During the panel “Living Wage for All,” Hoffman discussed how the sustained, decades-long attack on collective bargaining has further heightened this imbalance in wealth and power. But workers globally are launching an unprecedented fight back.  Similarly, in the panel on the four-day workweek, Hoffman stressed the importance of bargaining with unions to decide what form of scheduling works best.  “There is no “one size fits all” solution.” 
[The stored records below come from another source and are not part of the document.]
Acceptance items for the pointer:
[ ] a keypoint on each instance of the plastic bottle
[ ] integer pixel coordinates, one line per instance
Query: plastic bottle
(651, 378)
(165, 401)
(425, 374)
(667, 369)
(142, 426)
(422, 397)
“Enthusiasm for collective action and labour unions is the highest it’s been in my lifetime. Working people the world over have faced a deadly virus at their jobs and their families are weathering a generational cost-of-living crisis. Their response has been to rightly demand their fair share,” she said.

Contrary to these demands, central banks are responding to rising prices by hiking interest rates, which threaten to throw economies into recessions and millions of workers out of jobs. For example, the president of European Central Bank promised the Davos crowd to “stay the course” on high rates.

“For many workers, the effects of interest rate hikes will be no pay check instead of a pay check that buys less than it used to. Risking a recession to fight inflation, which is likely temporary, is a cure worse than the disease,” says Hoffman. “Governments around the world should use their regulatory powers to stop corporate profiteering and price gouging, and they should support collective bargaining over wages.”

However, if a recession hits, Hoffman says:

Recessionary forces will not extinguish this desire for dignity and economic justice. In fact, it will push workers to demand more protections.

 This means that trade unions have to redouble our efforts to meet workers’ expectations. It means we have to support organizing and expand collective bargaining. We need to show international solidarity with striking workers. We need to amplify the calls to stop corporate profiteering that is pumping up inflation. We have to get investors to honour their responsibilities to protect fundamental human rights like freedom of association and the right to collective bargaining. We must push for legislation that holds corporations accountable to workers throughout their supply chains.